The single most important action is to immediately isolate the infected device by disconnecting from all networks (ethernet and WiFi).
Can I remove ransomware myself?
Yes, using a reputable antimalware program. You can also get your files back if a free decryption tool is available. Check the NoMoreRansom project for a secure public decryption tool.
But ransomware can leave “backdoors” for future attacks. That’s why a ransomware removal service is your best chance to make sure your system is completely ransomware-free.
How long does ransomware recovery take?
Recovery timelines vary significantly based on several factors:
- Recovery method
- Typical timeline
- Success rate
The immediate response (isolation, documentation, assessment) takes 30-60 minutes. The actual file recovery can range from hours to days. According to IBM’s Cost of a Data Breach Report 2024, the average ransomware recovery time is 49 days when including full system restoration and security hardening.
Will ransomware spread if my computer is off?
No, ransomware cannot actively spread when a computer is completely powered off. However, we strongly advise against turning off an infected computer because it will erase the RAM memory, where, sometimes, a decryption key can be stored. Disconnect the computer from the network to prevent it from spreading to other systems.
Do I need to report a ransomware attack to authorities?
No.
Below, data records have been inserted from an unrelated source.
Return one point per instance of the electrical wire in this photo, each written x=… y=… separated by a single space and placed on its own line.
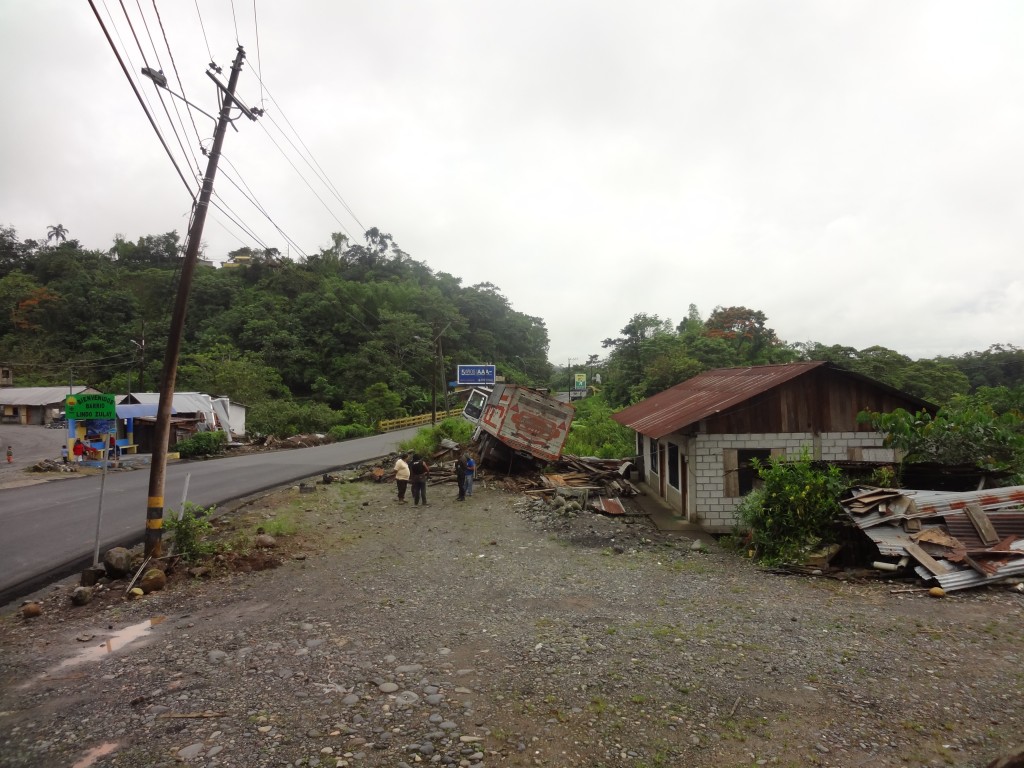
x=248 y=196
x=177 y=76
x=138 y=95
x=306 y=182
x=160 y=95
x=205 y=39
x=322 y=173
x=259 y=58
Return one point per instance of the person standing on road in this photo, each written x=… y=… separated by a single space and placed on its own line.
x=460 y=476
x=419 y=470
x=401 y=474
x=470 y=472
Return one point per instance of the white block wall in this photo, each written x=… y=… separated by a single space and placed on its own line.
x=716 y=513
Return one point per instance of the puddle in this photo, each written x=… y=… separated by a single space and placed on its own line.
x=115 y=642
x=95 y=754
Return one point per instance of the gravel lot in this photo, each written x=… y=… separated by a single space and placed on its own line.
x=505 y=632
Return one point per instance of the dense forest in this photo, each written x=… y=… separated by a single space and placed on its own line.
x=359 y=332
x=352 y=325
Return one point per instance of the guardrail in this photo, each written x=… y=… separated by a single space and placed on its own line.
x=389 y=425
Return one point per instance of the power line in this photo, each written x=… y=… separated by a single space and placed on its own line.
x=260 y=208
x=322 y=173
x=177 y=76
x=205 y=39
x=259 y=59
x=163 y=103
x=141 y=102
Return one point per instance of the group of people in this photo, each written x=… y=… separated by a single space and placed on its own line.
x=414 y=470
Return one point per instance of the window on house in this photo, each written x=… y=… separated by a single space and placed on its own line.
x=747 y=473
x=740 y=477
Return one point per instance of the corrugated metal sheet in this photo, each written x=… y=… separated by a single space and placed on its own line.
x=892 y=540
x=706 y=394
x=182 y=402
x=40 y=395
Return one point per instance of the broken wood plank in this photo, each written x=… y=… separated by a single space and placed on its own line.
x=925 y=559
x=981 y=523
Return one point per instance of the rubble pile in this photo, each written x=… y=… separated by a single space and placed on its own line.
x=53 y=465
x=957 y=540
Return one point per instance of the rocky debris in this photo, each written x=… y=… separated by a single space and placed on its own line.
x=82 y=595
x=53 y=465
x=153 y=581
x=118 y=562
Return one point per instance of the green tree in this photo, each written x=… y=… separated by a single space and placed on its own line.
x=57 y=232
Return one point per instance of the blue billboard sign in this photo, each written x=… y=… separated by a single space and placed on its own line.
x=475 y=375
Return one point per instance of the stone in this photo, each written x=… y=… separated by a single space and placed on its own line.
x=82 y=595
x=189 y=752
x=153 y=581
x=117 y=561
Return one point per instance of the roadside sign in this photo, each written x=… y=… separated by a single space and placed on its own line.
x=86 y=407
x=475 y=375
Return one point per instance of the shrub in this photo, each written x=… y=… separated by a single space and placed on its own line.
x=796 y=509
x=594 y=433
x=346 y=431
x=202 y=443
x=188 y=529
x=428 y=439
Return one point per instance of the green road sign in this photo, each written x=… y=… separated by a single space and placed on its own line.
x=85 y=407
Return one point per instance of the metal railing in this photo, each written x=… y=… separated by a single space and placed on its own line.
x=389 y=425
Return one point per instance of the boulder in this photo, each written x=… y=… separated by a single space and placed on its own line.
x=153 y=581
x=118 y=562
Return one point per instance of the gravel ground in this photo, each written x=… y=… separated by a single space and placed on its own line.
x=506 y=632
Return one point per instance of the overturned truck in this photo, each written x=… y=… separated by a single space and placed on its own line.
x=518 y=422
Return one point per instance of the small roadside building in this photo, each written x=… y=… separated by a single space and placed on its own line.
x=696 y=440
x=36 y=404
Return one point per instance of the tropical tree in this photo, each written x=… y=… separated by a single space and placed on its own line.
x=57 y=232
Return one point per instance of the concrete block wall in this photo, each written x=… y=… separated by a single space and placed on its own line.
x=718 y=513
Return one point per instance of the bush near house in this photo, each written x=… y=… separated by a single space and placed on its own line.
x=202 y=443
x=796 y=510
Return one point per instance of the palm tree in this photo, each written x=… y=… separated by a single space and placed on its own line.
x=57 y=233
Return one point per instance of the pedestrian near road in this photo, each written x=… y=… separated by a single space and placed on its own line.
x=419 y=470
x=401 y=473
x=460 y=476
x=470 y=473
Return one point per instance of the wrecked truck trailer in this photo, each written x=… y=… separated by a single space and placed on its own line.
x=519 y=420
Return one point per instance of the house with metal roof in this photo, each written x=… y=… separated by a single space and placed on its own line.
x=696 y=440
x=36 y=404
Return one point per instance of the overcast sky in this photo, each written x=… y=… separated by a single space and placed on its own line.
x=855 y=170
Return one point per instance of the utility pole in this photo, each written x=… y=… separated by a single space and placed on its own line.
x=158 y=470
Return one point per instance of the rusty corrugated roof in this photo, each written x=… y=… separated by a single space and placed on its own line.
x=706 y=394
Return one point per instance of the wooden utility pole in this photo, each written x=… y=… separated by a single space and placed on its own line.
x=158 y=470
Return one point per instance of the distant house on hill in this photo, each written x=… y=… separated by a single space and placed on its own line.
x=36 y=404
x=696 y=440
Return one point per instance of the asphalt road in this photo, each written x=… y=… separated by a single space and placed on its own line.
x=48 y=530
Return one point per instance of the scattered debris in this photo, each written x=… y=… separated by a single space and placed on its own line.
x=958 y=540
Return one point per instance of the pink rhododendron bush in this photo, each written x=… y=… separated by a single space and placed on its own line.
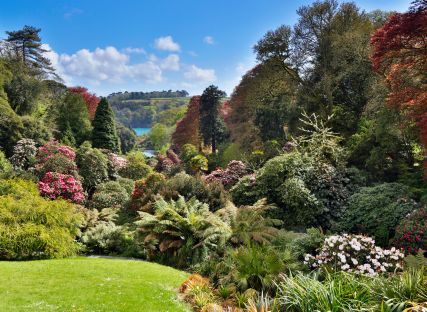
x=356 y=254
x=54 y=185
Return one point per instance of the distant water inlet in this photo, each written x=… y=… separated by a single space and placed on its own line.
x=142 y=131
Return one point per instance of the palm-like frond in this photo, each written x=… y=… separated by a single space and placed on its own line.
x=186 y=228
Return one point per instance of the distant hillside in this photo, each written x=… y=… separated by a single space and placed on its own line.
x=141 y=109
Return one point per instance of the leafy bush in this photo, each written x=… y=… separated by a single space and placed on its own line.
x=109 y=194
x=411 y=233
x=230 y=176
x=106 y=238
x=93 y=166
x=5 y=165
x=249 y=223
x=115 y=164
x=54 y=157
x=32 y=227
x=356 y=253
x=188 y=186
x=377 y=210
x=185 y=229
x=18 y=188
x=307 y=191
x=24 y=153
x=54 y=185
x=198 y=163
x=136 y=167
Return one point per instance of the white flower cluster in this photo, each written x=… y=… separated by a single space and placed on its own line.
x=357 y=254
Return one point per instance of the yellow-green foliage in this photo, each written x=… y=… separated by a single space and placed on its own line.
x=32 y=227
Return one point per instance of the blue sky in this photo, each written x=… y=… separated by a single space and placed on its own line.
x=147 y=45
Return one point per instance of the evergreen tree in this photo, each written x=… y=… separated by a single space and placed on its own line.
x=104 y=133
x=26 y=46
x=72 y=115
x=209 y=115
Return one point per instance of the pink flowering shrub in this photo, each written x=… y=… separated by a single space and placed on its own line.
x=53 y=157
x=230 y=175
x=411 y=233
x=356 y=254
x=54 y=185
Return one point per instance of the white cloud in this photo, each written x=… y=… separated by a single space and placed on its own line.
x=200 y=74
x=131 y=50
x=209 y=40
x=170 y=63
x=166 y=44
x=107 y=65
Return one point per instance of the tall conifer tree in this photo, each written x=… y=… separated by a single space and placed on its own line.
x=104 y=133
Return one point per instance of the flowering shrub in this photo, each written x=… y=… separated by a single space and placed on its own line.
x=411 y=233
x=54 y=185
x=230 y=176
x=54 y=147
x=24 y=153
x=357 y=254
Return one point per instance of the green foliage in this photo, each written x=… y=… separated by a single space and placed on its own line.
x=136 y=167
x=104 y=133
x=159 y=136
x=188 y=151
x=72 y=113
x=210 y=121
x=186 y=229
x=127 y=138
x=307 y=191
x=199 y=163
x=188 y=186
x=5 y=165
x=377 y=210
x=36 y=130
x=249 y=224
x=10 y=127
x=110 y=194
x=23 y=92
x=93 y=166
x=32 y=227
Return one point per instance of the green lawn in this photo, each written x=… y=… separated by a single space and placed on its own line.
x=89 y=284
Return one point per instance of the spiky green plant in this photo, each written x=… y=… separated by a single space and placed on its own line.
x=249 y=224
x=185 y=229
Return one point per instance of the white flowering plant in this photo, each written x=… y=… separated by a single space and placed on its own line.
x=355 y=254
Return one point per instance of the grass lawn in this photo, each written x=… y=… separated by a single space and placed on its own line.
x=89 y=284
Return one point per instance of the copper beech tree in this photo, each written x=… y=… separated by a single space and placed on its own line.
x=187 y=129
x=400 y=54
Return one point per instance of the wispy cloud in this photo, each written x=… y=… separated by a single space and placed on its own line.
x=166 y=44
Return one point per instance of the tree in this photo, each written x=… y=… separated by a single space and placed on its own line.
x=72 y=113
x=159 y=136
x=187 y=129
x=209 y=115
x=23 y=92
x=91 y=99
x=26 y=44
x=104 y=134
x=400 y=54
x=127 y=137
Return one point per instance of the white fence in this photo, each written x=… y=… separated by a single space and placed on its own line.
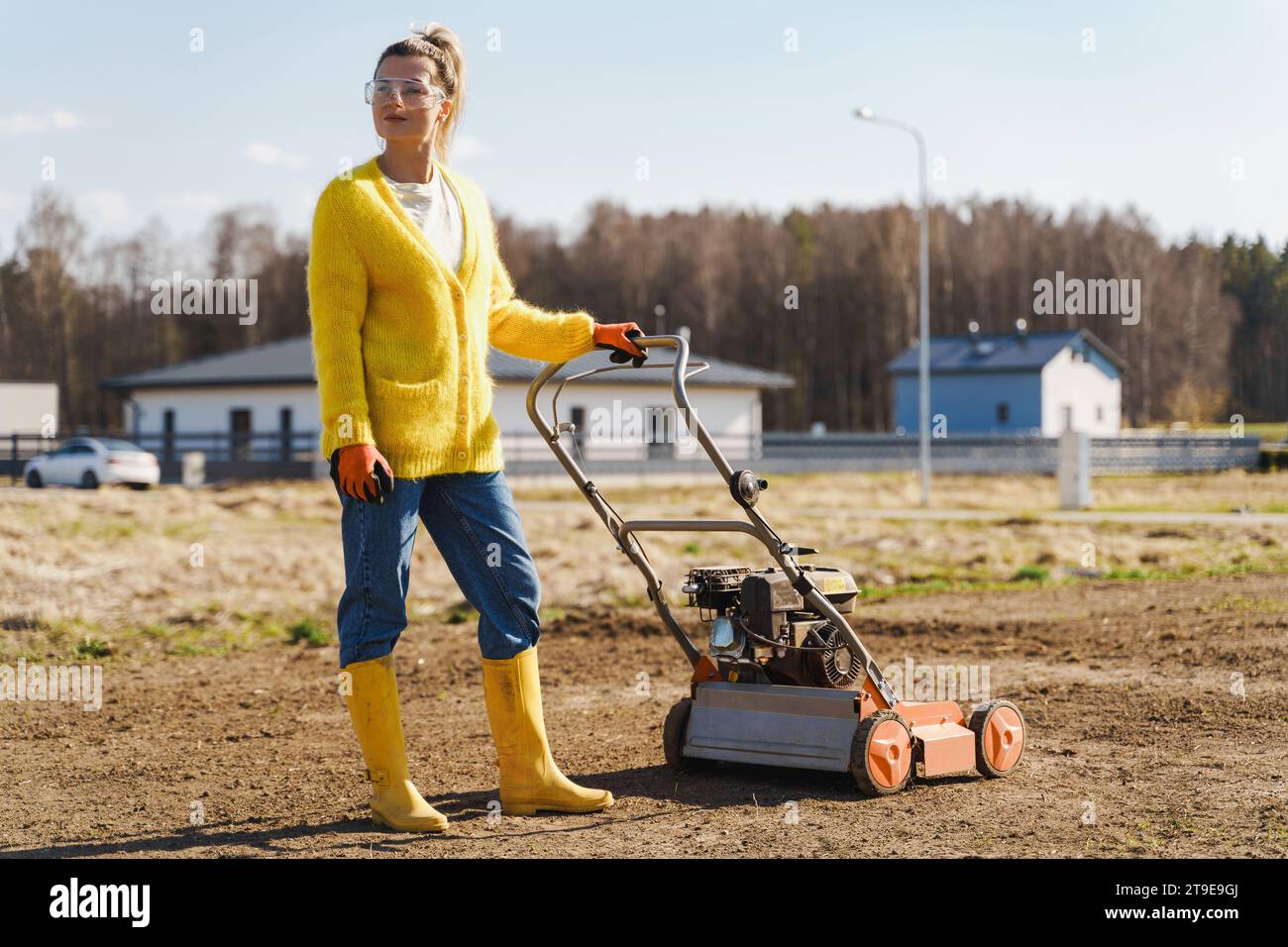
x=800 y=453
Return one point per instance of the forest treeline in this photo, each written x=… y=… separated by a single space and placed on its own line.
x=827 y=295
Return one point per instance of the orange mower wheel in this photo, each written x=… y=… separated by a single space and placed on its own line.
x=881 y=754
x=1000 y=736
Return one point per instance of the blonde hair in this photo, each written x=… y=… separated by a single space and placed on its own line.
x=447 y=65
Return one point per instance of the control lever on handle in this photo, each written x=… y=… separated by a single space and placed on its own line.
x=622 y=356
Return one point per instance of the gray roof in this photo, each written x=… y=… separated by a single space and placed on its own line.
x=290 y=361
x=1009 y=352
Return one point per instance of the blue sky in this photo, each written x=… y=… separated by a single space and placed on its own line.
x=1171 y=99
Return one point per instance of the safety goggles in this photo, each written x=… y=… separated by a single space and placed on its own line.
x=411 y=91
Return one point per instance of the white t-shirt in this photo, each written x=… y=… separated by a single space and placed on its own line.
x=437 y=211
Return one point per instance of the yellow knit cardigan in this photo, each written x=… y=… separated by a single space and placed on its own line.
x=402 y=342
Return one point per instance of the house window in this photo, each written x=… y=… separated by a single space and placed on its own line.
x=660 y=432
x=284 y=428
x=167 y=434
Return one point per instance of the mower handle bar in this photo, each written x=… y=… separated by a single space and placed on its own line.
x=623 y=531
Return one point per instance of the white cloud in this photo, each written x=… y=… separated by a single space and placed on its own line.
x=194 y=202
x=265 y=154
x=26 y=123
x=104 y=206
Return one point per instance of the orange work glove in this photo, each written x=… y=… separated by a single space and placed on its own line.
x=617 y=337
x=362 y=474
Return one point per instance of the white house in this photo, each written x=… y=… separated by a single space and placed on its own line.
x=1018 y=382
x=263 y=403
x=29 y=407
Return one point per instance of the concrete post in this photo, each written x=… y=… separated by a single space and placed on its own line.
x=1074 y=471
x=193 y=468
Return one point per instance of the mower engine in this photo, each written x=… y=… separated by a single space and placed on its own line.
x=764 y=631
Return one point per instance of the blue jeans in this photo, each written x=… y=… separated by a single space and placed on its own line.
x=473 y=522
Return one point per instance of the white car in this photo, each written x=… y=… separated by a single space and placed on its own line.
x=90 y=462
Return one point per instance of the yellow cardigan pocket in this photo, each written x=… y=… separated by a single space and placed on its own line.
x=407 y=416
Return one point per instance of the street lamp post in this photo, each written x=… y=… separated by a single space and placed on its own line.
x=923 y=302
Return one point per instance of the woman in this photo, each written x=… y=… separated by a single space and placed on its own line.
x=406 y=292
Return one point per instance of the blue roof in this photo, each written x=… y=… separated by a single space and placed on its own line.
x=1009 y=352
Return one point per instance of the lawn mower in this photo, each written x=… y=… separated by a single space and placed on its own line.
x=785 y=681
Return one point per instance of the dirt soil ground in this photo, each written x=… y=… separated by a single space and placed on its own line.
x=1157 y=711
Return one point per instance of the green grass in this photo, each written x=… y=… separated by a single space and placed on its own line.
x=309 y=631
x=91 y=648
x=931 y=585
x=1033 y=574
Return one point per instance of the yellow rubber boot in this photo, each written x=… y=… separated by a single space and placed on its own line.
x=529 y=779
x=374 y=710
Reporting requirements depend on your industry and location:
- All organizations: The FBI and CISA strongly recommend reporting all ransomware incidents to help track threat actors and potentially aid recovery.
- Healthcare (HIPAA): Must report breaches affecting 500+ individuals within 60 days.
- Financial (GLBA): Must notify regulators “as soon as possible.”
- EU/UK (GDPR): Must report within 72 hours if personal data is compromised.
- Critical infrastructure: CIRCIA requires covered entities to report within 72 hours.